# Summarizing Music Reviews with Graphical Models
-------------------------------------------------

## Overview
Every day, digital shoppers across the globe generate hundreds of thousands of reviews on products - both new and old. As a digital retailer or brand, it is critical to understand not just the sentiment of this feedback but also the core concepts that customers write about; however, the pace of content generation has already outpaced the ability for marketing and merchandising teams at these organizations to read every piece of consumer generated content submitted.


Dynamic content summarization techniques can provide a much-needed ability to programmatically identify core concepts within natural text and leverage this insight to condense large amounts of text into information-dense summarizations.
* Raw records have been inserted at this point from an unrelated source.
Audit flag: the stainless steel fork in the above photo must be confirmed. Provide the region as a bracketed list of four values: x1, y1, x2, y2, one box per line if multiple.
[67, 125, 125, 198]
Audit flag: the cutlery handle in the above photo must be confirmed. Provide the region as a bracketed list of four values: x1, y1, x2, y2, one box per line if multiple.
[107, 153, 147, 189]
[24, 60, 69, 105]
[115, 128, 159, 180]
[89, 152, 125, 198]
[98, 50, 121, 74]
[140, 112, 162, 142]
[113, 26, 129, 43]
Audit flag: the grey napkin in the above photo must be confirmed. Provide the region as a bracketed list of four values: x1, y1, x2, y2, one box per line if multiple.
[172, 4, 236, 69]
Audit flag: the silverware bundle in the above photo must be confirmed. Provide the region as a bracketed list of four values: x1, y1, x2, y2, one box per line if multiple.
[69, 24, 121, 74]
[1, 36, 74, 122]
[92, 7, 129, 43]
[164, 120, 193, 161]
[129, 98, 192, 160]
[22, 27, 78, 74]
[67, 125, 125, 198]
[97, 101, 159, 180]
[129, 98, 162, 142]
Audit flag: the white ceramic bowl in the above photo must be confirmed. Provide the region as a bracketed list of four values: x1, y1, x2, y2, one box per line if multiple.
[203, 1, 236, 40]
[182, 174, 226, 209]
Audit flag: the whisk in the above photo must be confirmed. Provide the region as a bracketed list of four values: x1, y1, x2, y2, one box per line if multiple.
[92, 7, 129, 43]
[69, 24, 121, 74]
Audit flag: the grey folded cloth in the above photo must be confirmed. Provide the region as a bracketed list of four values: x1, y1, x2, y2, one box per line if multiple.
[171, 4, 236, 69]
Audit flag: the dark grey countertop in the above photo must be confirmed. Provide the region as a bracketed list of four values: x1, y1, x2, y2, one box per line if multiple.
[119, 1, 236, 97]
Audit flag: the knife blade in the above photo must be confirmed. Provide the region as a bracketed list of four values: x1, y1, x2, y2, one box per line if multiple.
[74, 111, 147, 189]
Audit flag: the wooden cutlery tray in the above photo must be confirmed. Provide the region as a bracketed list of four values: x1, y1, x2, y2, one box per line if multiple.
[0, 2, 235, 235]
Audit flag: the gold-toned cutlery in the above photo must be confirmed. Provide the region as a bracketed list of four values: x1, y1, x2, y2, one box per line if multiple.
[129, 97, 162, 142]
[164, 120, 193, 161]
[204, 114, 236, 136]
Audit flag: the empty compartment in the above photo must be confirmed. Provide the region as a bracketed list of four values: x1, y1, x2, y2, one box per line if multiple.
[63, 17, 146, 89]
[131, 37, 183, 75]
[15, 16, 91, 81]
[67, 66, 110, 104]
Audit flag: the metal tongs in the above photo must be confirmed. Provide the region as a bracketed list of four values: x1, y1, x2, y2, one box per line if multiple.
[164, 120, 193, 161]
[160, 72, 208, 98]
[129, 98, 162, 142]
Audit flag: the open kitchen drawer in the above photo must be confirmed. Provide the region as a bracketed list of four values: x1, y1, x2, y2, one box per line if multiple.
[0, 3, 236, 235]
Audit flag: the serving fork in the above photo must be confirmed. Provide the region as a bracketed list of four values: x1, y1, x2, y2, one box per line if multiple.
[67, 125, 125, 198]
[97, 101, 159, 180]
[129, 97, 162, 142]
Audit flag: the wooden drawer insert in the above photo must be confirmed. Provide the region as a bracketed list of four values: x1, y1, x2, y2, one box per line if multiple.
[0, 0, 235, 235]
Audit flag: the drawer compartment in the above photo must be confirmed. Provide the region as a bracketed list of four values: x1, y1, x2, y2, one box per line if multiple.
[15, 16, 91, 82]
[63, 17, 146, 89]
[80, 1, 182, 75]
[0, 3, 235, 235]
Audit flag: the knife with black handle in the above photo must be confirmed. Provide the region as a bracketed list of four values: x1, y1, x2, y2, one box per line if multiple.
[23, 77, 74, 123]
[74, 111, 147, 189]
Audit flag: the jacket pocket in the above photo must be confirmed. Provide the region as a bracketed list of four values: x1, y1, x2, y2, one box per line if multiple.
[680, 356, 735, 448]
In this talk, we will explore the current state-of-the-art in content summary by implementing the graph-based keyword extraction algorithm called TopicRank on music text reviews and then use these extracted concepts to summarize all of the reviews on a given album automatically.

## Notebook Overview
Below is a walkthrough from start to finish of a method for finding the top 10 most relevant sentences from a corpus of music reviews (in particular - we will be summarizing reviews for Pink Floyd's The Dark Side of the Moon).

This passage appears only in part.